Market View

Quarter 3, 2020

What WorkedWhat Didn't
Gold and Mining StocksCannabis Stocks
Preferred SharesOil Stocks
Utilities StocksU.S. Bank Stocks
Equity MarketsSecond Quarter % Change (in Cdn$)Third Quarter % Change (in Cdn$)
S&P/TSX Composite17.0%4.7%
S&P 50016.4%6.8%
TSX Energy10.9%-8.1%
TSX Financials6.2%4.0%
Bond MarketsSecond Quarter % Change (in Cdn$)Third Quarter % Change (in Cdn$)
FTSE Canada Universe Bond Index5.9%0.4%

October 2020

We have reached the time of year of Autumn harvests. Assuredly, our gardens’ best days are behind and daily temperatures will undoubtedly decline. However, unlike the certainty inherent in the change of seasons, there is a significant unknown on the horizon that will affect the investment markets. We are not talking about the U.S. election. We are referring to the development and approval of a vaccine for preventing the COVID 19 virus.

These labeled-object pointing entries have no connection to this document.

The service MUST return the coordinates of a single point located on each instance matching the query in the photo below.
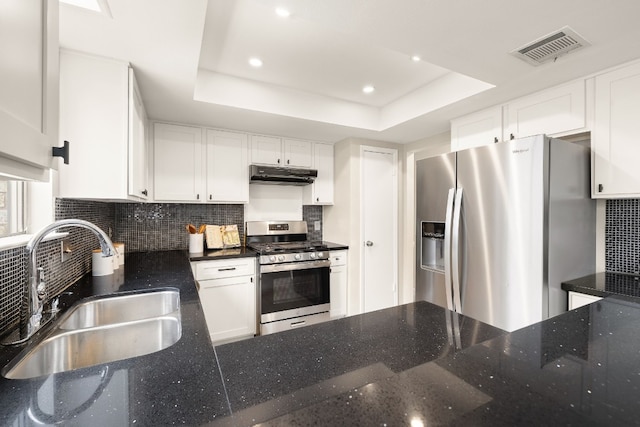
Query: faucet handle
(41, 287)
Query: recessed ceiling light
(282, 12)
(255, 62)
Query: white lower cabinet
(577, 299)
(227, 291)
(338, 279)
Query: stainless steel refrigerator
(500, 227)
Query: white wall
(273, 203)
(342, 220)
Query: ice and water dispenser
(432, 242)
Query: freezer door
(501, 240)
(435, 176)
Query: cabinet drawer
(338, 258)
(219, 269)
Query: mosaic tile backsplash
(161, 226)
(622, 236)
(58, 275)
(141, 227)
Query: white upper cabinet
(28, 87)
(614, 138)
(177, 163)
(321, 191)
(186, 169)
(138, 142)
(227, 167)
(103, 117)
(474, 130)
(269, 150)
(555, 111)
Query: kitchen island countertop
(415, 363)
(605, 284)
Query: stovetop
(267, 248)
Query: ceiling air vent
(550, 47)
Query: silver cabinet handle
(447, 248)
(455, 251)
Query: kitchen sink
(91, 335)
(121, 308)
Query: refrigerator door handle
(447, 248)
(455, 251)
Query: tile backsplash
(141, 227)
(622, 236)
(58, 275)
(161, 226)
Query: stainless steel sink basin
(89, 339)
(122, 308)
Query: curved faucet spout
(35, 290)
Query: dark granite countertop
(180, 384)
(605, 284)
(412, 363)
(335, 246)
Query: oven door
(293, 289)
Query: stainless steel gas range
(293, 280)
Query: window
(13, 217)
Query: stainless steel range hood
(260, 174)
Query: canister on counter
(101, 265)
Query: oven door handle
(292, 266)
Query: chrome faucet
(35, 288)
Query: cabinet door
(138, 144)
(321, 191)
(477, 129)
(29, 87)
(229, 307)
(297, 153)
(266, 150)
(98, 131)
(177, 163)
(614, 138)
(338, 291)
(227, 167)
(554, 111)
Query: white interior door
(379, 228)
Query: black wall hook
(62, 152)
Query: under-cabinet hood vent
(551, 46)
(281, 176)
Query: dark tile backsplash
(161, 226)
(141, 227)
(622, 236)
(58, 275)
(311, 214)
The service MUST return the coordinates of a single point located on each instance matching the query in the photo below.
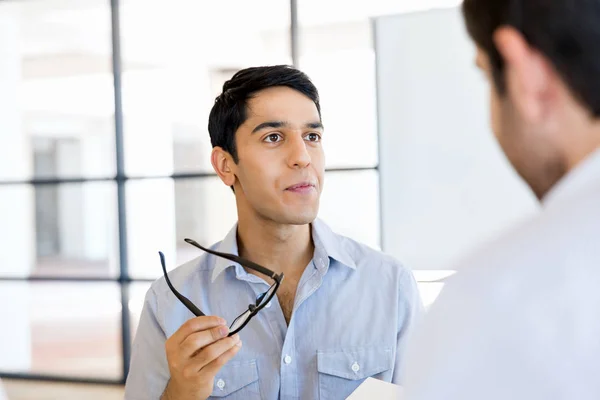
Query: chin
(303, 217)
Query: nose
(298, 156)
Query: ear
(223, 165)
(529, 76)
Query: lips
(301, 186)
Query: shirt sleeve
(411, 310)
(149, 370)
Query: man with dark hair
(317, 312)
(521, 318)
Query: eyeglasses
(261, 301)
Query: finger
(198, 340)
(213, 368)
(196, 324)
(212, 352)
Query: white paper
(375, 389)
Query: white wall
(445, 184)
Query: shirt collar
(582, 176)
(327, 245)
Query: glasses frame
(252, 308)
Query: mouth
(302, 187)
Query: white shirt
(2, 393)
(521, 318)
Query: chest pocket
(342, 371)
(237, 381)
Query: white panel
(446, 185)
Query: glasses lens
(239, 321)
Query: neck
(281, 248)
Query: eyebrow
(283, 124)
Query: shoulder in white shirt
(521, 318)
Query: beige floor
(34, 390)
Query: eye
(313, 137)
(273, 138)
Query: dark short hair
(230, 111)
(566, 32)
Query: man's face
(281, 161)
(524, 134)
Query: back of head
(230, 108)
(566, 32)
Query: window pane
(161, 213)
(58, 230)
(173, 72)
(350, 205)
(61, 329)
(56, 102)
(337, 52)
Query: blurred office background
(104, 156)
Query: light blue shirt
(353, 311)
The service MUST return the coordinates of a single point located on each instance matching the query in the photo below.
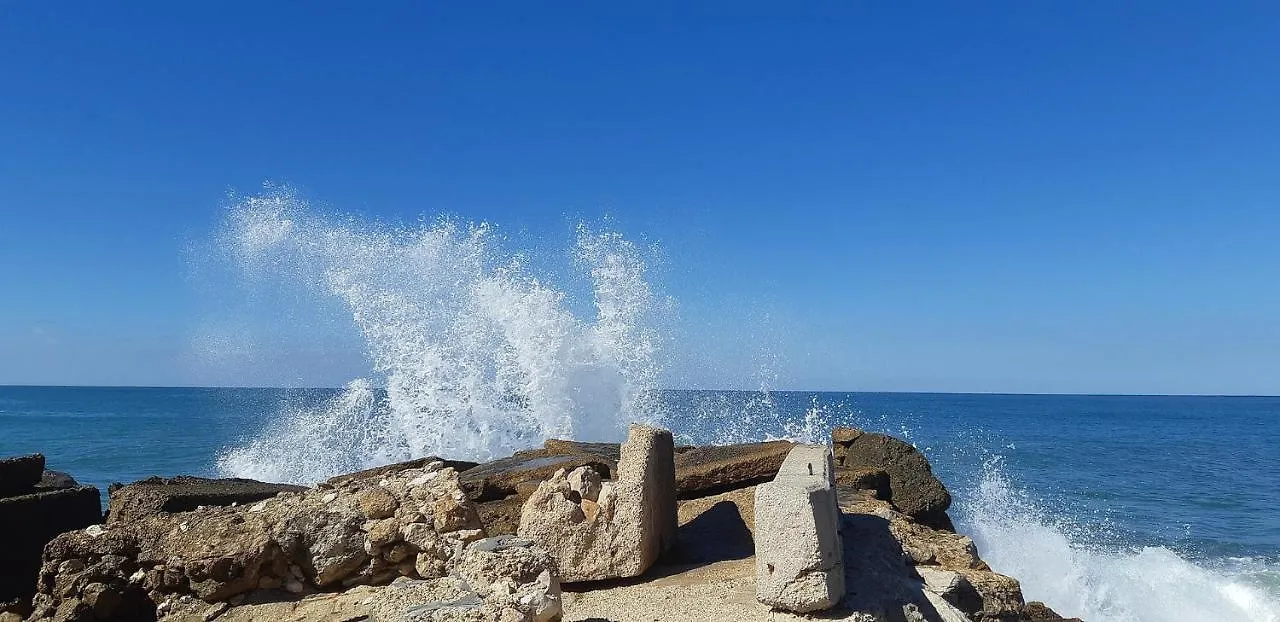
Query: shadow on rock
(878, 577)
(718, 534)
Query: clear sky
(881, 196)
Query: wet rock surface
(608, 530)
(35, 507)
(423, 540)
(712, 470)
(147, 497)
(21, 474)
(913, 488)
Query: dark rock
(502, 516)
(21, 475)
(704, 471)
(502, 478)
(27, 522)
(914, 489)
(183, 494)
(864, 479)
(56, 480)
(1040, 612)
(457, 465)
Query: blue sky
(881, 196)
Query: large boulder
(412, 524)
(21, 474)
(28, 521)
(913, 488)
(184, 493)
(799, 557)
(598, 529)
(703, 471)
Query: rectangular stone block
(613, 529)
(799, 554)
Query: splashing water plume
(479, 358)
(1100, 584)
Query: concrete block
(799, 554)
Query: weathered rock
(503, 478)
(712, 470)
(864, 479)
(913, 486)
(28, 521)
(502, 516)
(799, 561)
(184, 493)
(1040, 612)
(306, 542)
(1001, 595)
(19, 475)
(625, 530)
(608, 452)
(951, 586)
(376, 472)
(512, 572)
(56, 480)
(717, 527)
(494, 580)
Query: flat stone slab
(712, 470)
(30, 521)
(503, 478)
(457, 465)
(186, 493)
(21, 475)
(799, 553)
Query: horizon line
(5, 385)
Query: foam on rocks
(615, 529)
(799, 563)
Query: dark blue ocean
(1112, 508)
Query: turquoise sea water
(1112, 508)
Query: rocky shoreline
(643, 530)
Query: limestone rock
(711, 470)
(515, 574)
(625, 530)
(913, 486)
(305, 542)
(799, 561)
(28, 521)
(184, 493)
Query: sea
(1106, 507)
(478, 343)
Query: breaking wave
(1060, 563)
(471, 356)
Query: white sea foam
(478, 357)
(1056, 563)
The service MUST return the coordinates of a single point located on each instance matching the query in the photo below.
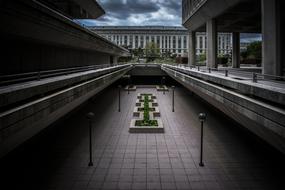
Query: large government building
(169, 39)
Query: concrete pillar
(134, 40)
(160, 43)
(115, 60)
(236, 50)
(212, 44)
(192, 49)
(176, 51)
(271, 47)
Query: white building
(169, 39)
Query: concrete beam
(236, 50)
(212, 58)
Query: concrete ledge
(269, 93)
(163, 88)
(19, 124)
(132, 88)
(146, 129)
(266, 121)
(15, 93)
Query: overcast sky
(139, 13)
(145, 12)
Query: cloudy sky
(145, 12)
(139, 13)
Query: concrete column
(176, 44)
(171, 43)
(134, 40)
(160, 43)
(212, 44)
(236, 50)
(192, 49)
(271, 47)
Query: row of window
(141, 41)
(169, 43)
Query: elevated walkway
(29, 107)
(257, 106)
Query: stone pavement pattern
(58, 158)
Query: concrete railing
(19, 93)
(265, 120)
(17, 124)
(248, 87)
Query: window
(141, 43)
(131, 42)
(174, 42)
(126, 40)
(136, 41)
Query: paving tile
(233, 159)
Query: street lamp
(162, 84)
(173, 88)
(119, 109)
(202, 118)
(90, 116)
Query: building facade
(169, 39)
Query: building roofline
(179, 28)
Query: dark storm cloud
(139, 12)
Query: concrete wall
(282, 31)
(22, 122)
(147, 70)
(21, 56)
(264, 120)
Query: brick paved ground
(58, 158)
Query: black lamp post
(89, 116)
(129, 84)
(202, 118)
(119, 109)
(162, 84)
(173, 88)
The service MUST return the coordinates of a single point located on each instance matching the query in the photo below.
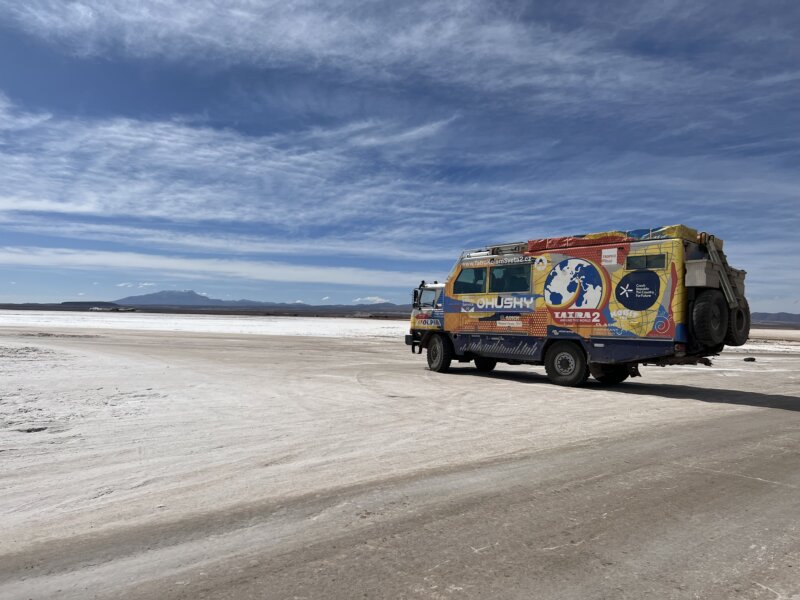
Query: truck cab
(427, 314)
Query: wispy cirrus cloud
(200, 268)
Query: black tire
(565, 364)
(609, 374)
(738, 324)
(440, 353)
(484, 365)
(710, 317)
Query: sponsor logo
(574, 291)
(638, 290)
(499, 303)
(428, 322)
(577, 316)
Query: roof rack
(494, 250)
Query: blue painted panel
(512, 347)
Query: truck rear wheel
(484, 364)
(609, 374)
(738, 324)
(710, 317)
(565, 364)
(440, 353)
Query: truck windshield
(428, 298)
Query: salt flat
(192, 457)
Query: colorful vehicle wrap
(622, 298)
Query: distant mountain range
(191, 299)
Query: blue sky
(334, 151)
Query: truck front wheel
(440, 353)
(565, 364)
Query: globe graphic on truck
(574, 283)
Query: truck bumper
(415, 342)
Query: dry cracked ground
(166, 465)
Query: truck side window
(510, 279)
(470, 281)
(646, 261)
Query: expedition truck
(599, 304)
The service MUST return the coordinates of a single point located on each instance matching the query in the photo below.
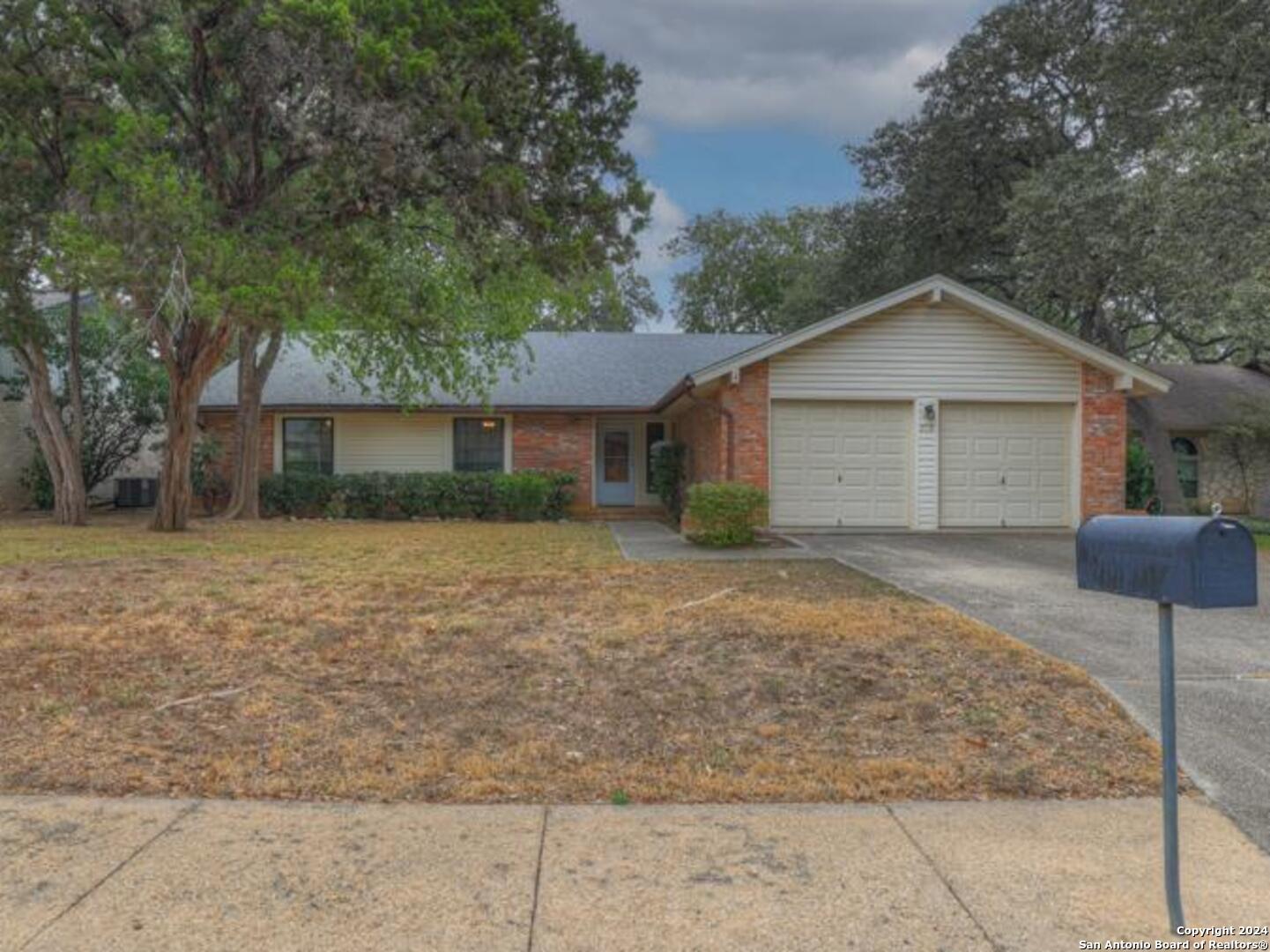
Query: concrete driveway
(1025, 585)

This global pandemic has resulted in both significant supply and demand destruction. As a response, Central Banks around the world have lowered interest rates to levels not seen in our lifetimes and governments have pushed through massive spending and support programs. The offshoot from low interest rates is that there are few places to put money in order to make a reasonable return other than in the equity markets. 10 year government bonds yield an unappealing 0.5%. Even the spread between high-yield (risky) bonds and high-quality bonds leaves very little extra return to compensate investors for their higher level of risk. 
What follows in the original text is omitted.